The rest of the trackers scattered into surrounding banana groves as a U.N. jeep rescued one and was mobbed. The group's possessions were looted, Munyantarama said.

The United Nations suspended its repatriation program, which aims to persuade some 800,000 Rwandans in camps here to return home. Aid workers were advised to avoid the Rugari area.

It was the second U.N. attempt to truck refugees back to their country. The first failed last week when supporters of Rwanda's former government made veiled threats against 170 people who signed up for U.N. bus rides back.

About 130,000 refugees are estimated to have returned to Rwanda from the various camps around Goma but they have been going on foot. The United Nations is trying to get them out in large groups.

But many belong to the Hutu ethnic group and are afraid the victorious Tutsi-led rebels will retaliate for the massacre of up to 500,000 Tutsis during three months of fighting.

Hutu soldiers and supporters of Rwanda's former government, defeated in the war, regularly threaten refugees who want to return to their country.

Tracker Jean-Bosco Bizumurenyi, 25, was treated for serious head wounds but was reported out of danger at a Goma field hospital. Bizumurenyi visited Karisoke last week and returned to persuade his fellow trackers they had nothing to fear from the Rwandan Patriotic Front, the former rebels now in government.

He told The Associated Press on Tuesday that he was looking forward to forgetting the war and returning to work because "gorillas are much more peace-loving than men."

He and Munyantarama had pleaded with U.N. officials Tuesday to send the trucks a way up the mountain, to avoid militant Hutus.

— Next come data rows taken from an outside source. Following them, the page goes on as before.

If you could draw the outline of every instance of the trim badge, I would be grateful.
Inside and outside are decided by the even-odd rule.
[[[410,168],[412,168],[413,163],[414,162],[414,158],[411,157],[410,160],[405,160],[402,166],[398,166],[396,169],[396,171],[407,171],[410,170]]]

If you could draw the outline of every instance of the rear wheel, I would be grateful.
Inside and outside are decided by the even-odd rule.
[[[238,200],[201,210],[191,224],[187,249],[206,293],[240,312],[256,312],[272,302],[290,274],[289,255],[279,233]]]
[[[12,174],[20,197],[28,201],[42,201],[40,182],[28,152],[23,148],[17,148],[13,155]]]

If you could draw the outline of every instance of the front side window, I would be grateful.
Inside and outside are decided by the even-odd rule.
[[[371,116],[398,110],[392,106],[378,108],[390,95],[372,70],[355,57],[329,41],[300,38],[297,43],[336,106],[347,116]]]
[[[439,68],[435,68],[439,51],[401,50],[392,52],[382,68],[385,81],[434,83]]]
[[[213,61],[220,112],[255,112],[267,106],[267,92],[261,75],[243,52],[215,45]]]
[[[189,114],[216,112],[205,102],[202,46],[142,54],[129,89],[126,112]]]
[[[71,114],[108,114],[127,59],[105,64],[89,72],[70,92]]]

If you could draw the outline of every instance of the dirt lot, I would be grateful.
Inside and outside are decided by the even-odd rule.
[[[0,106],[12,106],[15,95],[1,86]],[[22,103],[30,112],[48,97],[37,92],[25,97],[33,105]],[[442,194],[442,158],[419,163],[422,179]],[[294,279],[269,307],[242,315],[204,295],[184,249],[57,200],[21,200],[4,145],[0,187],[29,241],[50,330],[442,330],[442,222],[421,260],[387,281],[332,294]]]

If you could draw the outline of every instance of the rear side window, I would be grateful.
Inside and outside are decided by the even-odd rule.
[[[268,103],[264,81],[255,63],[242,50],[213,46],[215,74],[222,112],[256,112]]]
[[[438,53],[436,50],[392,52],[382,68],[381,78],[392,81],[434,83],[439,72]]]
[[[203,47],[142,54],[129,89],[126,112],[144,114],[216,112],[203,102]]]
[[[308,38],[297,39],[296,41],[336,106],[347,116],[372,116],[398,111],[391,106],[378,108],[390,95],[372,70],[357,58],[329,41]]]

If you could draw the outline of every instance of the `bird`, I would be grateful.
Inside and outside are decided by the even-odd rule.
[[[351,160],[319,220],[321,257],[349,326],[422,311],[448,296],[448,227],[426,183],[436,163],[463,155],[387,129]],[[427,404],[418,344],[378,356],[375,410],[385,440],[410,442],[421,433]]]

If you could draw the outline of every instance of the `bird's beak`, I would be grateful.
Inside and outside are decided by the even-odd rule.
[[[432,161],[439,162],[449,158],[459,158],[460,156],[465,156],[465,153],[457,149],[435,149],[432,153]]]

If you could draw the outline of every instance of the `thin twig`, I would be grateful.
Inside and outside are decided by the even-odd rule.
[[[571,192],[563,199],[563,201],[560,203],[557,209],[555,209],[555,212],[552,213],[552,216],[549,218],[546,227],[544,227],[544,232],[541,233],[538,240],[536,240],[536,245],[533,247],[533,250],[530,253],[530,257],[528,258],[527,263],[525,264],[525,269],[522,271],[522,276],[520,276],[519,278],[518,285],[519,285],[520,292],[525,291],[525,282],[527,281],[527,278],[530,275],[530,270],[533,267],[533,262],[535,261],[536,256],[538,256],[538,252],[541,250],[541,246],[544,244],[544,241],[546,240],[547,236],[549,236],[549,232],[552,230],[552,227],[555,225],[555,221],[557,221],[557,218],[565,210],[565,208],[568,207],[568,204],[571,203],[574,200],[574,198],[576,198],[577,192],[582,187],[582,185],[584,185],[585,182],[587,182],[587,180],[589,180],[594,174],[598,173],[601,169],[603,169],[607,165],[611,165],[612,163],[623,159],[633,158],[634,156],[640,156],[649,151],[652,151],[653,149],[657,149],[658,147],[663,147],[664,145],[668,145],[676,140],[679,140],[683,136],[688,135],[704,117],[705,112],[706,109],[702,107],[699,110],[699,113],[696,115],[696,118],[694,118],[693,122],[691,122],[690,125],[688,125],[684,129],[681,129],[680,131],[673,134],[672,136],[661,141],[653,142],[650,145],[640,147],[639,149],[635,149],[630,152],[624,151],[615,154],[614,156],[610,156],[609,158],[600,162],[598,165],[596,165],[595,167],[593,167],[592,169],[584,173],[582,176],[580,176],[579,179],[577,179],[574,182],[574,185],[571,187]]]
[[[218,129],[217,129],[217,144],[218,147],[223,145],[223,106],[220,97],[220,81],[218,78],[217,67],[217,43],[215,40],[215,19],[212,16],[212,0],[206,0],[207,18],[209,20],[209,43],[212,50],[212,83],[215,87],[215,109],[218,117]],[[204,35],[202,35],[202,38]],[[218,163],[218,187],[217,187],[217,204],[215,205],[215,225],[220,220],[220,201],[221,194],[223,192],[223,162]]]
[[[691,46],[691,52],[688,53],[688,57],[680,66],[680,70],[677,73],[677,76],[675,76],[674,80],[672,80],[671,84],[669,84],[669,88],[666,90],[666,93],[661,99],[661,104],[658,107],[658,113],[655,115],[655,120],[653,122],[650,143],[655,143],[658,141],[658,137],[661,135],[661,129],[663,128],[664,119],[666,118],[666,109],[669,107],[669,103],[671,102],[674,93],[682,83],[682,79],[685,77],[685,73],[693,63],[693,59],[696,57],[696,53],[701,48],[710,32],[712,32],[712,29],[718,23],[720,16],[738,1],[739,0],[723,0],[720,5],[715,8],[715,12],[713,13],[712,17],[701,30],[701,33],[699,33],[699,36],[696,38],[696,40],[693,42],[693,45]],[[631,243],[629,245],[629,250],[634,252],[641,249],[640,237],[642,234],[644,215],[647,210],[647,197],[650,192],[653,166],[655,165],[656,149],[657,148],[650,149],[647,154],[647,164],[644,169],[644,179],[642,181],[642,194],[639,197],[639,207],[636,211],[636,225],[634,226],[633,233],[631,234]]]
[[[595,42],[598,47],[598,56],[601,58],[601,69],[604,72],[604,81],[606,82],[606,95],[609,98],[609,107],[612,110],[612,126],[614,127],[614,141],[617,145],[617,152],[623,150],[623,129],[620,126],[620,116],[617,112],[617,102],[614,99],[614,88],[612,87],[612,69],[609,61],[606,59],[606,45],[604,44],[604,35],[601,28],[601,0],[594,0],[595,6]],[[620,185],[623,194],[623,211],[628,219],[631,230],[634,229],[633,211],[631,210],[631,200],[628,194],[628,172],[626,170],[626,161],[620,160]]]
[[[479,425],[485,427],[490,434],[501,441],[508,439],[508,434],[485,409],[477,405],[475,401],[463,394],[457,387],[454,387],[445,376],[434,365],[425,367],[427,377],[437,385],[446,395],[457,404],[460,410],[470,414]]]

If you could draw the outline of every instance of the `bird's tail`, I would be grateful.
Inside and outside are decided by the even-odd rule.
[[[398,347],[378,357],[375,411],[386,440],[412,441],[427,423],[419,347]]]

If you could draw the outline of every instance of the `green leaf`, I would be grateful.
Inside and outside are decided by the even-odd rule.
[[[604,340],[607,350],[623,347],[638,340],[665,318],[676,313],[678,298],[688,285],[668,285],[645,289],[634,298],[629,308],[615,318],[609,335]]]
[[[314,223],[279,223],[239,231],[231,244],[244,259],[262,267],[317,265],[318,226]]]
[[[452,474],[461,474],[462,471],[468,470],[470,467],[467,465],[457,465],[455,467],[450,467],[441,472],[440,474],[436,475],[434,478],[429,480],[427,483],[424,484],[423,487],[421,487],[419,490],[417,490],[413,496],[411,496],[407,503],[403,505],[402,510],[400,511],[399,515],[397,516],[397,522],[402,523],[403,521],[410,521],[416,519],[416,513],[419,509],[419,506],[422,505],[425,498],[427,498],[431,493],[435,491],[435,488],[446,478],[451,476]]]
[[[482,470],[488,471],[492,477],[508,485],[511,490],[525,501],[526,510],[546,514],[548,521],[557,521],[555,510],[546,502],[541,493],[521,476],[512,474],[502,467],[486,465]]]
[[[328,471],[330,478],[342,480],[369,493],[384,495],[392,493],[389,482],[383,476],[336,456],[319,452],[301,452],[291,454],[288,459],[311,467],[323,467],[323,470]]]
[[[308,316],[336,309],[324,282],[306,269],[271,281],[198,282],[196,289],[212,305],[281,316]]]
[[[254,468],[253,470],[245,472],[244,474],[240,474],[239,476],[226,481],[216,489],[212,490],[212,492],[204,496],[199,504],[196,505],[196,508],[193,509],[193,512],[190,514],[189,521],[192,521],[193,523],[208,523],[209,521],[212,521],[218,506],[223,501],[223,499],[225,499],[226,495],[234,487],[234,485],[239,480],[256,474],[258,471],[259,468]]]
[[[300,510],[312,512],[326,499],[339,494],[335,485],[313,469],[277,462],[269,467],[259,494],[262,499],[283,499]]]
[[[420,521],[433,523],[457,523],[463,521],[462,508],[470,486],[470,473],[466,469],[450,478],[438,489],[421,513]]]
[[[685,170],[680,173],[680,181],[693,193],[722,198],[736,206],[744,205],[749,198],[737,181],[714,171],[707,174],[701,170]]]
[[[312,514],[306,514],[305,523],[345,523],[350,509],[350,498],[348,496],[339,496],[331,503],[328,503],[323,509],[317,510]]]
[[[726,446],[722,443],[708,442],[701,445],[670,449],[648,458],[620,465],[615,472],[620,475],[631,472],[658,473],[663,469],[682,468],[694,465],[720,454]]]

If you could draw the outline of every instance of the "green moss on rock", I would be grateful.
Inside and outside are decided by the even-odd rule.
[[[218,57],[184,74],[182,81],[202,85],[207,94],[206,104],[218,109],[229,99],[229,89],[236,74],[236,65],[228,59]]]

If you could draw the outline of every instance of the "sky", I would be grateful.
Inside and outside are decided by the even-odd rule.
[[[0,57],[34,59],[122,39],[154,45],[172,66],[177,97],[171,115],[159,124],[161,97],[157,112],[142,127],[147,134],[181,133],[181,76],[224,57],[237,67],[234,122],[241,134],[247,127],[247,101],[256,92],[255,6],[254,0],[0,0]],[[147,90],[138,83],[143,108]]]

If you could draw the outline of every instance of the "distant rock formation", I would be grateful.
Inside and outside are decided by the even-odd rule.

The drivers got lost and didn't arrive on time. The returnees were easy prey as they waited by the road near other refugees' squalid huts.

"This is disgusting and unacceptable," said Ray Wilkinson, a U.N. spokesman in Goma. "Some people are trying to restart their lives and they are being stopped by threats of murder from their own people."

Expatriate researchers abandoned their gorilla research project after fighting started in April in Rwanda. But they have been hoping to reopen the center from which the trackers help them study the primates ranging a forest straddling Rwanda, Zaire and Uganda. Half of the world's remaining 600 mountain gorillas live in that park and the other half in one farther north in Uganda.

Wilkinson said Wednesday's attack reflected the growing security risk to unprotected aid workers. "Many field people think it is only a matter of time before they become the objects of violence," he said.

Self-policing in camps riddled with tension and intimidation obviously does not work, neither does policing by corrupt Zairian forces, who have been stealing and extorting money from refugees and aid groups alike.

Workers have called for U.N. peacekeepers, but no such force is being actively considered by the United Nations.